するといままで動かなかったサーバーが動き、メニューがホログラムで表示された。
「これで元どおり。あとは、キーを設定しなくちゃね」
彼女はまたアプリのウインドウで何かを操作し、その後Diosをサーバーの前にかざした。数秒してピピッと音が鳴った。
「望月も」彼女は俺においでおいでと手で招いた。
「かざすだけでいいのか?」
「ええ、あとは勝手に読み取ってくれるわ」
俺も同様にかざすと、やはり同じように音がした。
彼女はそれを見て、アイコンをタッチした。
「これで登録できたわ。これからは私たちもハッカーの仲間入りね。これからは襲われる立場でもあるから気をつけなさいよ」
言っている内容の割に彼女はウキウキとしているように見えた。これで俺たちも“晴れずに”ハッカーというわけなのに何を言っているんだろうか。
俺は大きくため息した。
「ハッカーねぇ。まさか俺自身がなるとは夢にも思わなかったよ」
「いいじゃない。私たちは他のハッカーたちとは違う。私たちのやってることは正義のハックよ。これでここ一帯のエリアは正常になったわ。誰が文句を言うっていうの?」
「誰も文句は言わないだろうな。だけど、非合法はどこまでいっても非合法だ。別に俺は自分を正当化しようとは思わないから別にいいけどな」
「なら、構わないじゃないの」
彼女は首をかしげて、こちらに同意を求めた。
「スリルがあって少しは楽しいとも思ったがな」
「なに、それ? 遊びでやってるんじゃないのよ」
いや、ほとんど血迷った高校生の遊びだろ。と俺は思ってはいたが黙っておいた。
「帰りましょう」
彼女は俺の制服の袖をひっぱり橋の外へ連れ出した。
俺は、自分の左手に持っている物について聞いてみた。いつまでも持っていると人からどんな風に見られるかわかったもんじゃないからな。
「おい、このエアガン……」
俺がそこまで言って、彼女は、
「あげる」と遮った。
「あげるって……」
俺の問いかけに対して、前で土手を登る彼女はこちらを向きしっかりと構えて言う。
「あなた、この街のサーバーの惨状を知らないわけじゃないだろうし、そもそもここまで踏み込んで『はいさいなら』できると思ってるのかしら?」
どうやらこれからも俺はこの女とお付き合いをしなければいけないようである。
「……わかったよ」
俺たちは土手を登り、橋の上を縦に並んで歩き始めた。
エアガンをそれぞれのカバンに入れて、泥だらけの格好でポツリポツリと点った電灯の下を歩く。

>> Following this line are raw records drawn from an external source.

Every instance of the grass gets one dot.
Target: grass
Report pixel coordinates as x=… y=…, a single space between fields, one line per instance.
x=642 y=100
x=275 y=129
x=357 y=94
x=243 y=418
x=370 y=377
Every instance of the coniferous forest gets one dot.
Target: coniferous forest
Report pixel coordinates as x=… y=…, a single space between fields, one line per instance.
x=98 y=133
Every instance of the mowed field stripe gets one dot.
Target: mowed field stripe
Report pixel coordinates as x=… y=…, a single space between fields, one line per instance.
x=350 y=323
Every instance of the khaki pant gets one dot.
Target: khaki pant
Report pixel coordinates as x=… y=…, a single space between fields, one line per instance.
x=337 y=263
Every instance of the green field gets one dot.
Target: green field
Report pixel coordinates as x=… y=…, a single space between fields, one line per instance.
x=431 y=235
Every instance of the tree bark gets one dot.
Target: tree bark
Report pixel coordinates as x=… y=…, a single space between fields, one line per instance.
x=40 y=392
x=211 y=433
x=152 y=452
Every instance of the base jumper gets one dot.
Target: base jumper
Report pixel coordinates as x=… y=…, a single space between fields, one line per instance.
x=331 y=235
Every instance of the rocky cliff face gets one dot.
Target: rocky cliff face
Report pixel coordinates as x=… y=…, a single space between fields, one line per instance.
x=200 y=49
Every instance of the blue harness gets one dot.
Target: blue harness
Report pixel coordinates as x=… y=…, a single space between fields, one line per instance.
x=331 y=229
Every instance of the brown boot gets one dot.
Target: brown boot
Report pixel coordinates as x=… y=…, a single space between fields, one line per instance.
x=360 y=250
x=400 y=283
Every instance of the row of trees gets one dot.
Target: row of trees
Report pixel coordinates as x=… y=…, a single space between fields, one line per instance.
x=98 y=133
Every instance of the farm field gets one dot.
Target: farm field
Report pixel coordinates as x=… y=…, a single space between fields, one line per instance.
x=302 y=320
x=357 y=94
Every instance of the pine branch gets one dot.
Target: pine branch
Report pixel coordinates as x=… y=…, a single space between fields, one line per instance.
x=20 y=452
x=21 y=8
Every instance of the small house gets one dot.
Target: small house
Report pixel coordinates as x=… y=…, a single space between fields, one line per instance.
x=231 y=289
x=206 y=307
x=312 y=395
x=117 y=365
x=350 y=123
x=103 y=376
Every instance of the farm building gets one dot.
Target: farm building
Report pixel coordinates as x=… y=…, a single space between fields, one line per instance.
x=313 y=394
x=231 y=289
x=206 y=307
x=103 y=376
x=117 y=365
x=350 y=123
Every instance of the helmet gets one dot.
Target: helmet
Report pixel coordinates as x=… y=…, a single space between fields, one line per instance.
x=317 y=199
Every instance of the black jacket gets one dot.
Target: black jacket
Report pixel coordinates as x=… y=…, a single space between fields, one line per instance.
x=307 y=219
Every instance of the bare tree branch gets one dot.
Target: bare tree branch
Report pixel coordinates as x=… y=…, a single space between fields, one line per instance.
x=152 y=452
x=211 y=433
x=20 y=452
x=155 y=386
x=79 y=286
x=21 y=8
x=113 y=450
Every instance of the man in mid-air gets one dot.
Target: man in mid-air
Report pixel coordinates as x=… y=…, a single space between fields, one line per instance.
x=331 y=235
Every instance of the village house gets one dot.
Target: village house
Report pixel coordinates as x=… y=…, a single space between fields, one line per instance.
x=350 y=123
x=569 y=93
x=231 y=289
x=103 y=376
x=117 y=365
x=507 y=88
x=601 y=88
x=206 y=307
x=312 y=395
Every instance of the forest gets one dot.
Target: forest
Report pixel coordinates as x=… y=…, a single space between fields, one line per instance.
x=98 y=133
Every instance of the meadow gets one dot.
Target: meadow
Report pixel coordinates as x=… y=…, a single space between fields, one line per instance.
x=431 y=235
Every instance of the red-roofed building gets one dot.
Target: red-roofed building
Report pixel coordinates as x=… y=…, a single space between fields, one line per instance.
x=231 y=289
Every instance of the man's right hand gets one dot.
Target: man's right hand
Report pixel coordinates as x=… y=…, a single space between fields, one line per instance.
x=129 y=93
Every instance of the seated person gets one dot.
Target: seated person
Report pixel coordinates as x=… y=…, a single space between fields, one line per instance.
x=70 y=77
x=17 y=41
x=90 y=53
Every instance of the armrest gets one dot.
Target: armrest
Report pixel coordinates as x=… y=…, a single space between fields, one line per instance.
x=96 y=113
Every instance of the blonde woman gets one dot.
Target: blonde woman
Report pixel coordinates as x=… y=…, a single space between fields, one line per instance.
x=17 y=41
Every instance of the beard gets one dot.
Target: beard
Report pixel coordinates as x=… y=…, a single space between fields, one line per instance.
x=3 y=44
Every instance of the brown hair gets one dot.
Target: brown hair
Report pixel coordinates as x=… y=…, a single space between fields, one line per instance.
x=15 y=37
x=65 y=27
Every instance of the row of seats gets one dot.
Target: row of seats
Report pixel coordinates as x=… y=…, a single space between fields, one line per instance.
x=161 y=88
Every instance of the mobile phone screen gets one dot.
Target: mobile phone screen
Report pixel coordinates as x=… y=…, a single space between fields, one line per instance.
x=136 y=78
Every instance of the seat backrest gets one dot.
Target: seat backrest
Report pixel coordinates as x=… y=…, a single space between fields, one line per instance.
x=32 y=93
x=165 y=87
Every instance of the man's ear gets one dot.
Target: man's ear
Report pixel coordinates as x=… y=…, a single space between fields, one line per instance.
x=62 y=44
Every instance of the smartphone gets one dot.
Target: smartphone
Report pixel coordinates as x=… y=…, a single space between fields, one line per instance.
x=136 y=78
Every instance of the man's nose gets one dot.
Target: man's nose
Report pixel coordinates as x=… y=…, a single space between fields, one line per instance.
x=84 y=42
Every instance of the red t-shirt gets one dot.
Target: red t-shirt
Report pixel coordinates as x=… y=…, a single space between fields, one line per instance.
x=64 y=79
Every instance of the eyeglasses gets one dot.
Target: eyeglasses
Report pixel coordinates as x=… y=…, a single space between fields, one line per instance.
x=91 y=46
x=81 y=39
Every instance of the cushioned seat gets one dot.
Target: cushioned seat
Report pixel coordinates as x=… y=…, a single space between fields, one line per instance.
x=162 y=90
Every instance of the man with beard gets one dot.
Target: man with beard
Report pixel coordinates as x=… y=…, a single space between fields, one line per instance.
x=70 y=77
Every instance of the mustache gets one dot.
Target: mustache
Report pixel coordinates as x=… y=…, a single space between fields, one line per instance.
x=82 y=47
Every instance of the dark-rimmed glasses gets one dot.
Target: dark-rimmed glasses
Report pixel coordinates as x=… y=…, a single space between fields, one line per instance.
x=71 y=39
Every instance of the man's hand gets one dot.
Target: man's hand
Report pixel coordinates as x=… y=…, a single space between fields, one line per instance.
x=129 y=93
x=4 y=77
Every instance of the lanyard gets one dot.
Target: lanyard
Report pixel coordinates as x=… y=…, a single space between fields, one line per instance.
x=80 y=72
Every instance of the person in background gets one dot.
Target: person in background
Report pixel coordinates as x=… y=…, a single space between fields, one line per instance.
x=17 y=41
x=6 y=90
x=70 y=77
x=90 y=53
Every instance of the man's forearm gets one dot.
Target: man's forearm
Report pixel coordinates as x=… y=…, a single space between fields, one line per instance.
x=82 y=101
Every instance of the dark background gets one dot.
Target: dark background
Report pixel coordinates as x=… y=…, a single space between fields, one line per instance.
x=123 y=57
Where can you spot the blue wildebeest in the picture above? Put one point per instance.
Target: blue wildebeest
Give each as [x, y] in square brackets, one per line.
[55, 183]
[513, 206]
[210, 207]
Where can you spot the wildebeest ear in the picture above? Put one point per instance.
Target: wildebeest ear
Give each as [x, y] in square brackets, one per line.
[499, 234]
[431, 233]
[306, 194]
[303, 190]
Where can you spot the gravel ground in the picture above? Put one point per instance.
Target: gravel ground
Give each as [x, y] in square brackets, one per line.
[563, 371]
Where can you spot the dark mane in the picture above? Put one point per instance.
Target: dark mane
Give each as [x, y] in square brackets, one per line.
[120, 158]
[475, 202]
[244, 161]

時たますれ違う通行人が俺たち二人を凝視する。当たり前だ。
橋を渡り終えたところで彼女は俺と逆の方向へ曲がった。
「私はこっち」
遠のく彼女の背に問う。
「おい、次は?」
「まだ調査中、わかり次第連絡するから待ってなさいって」
こちらに背を向けたまま手を高く上げ、その腕についているDiosをもう片方の手で指さした。
俺が初めてハッカーになった日、俺たちの頭上には天の川見え始めていた。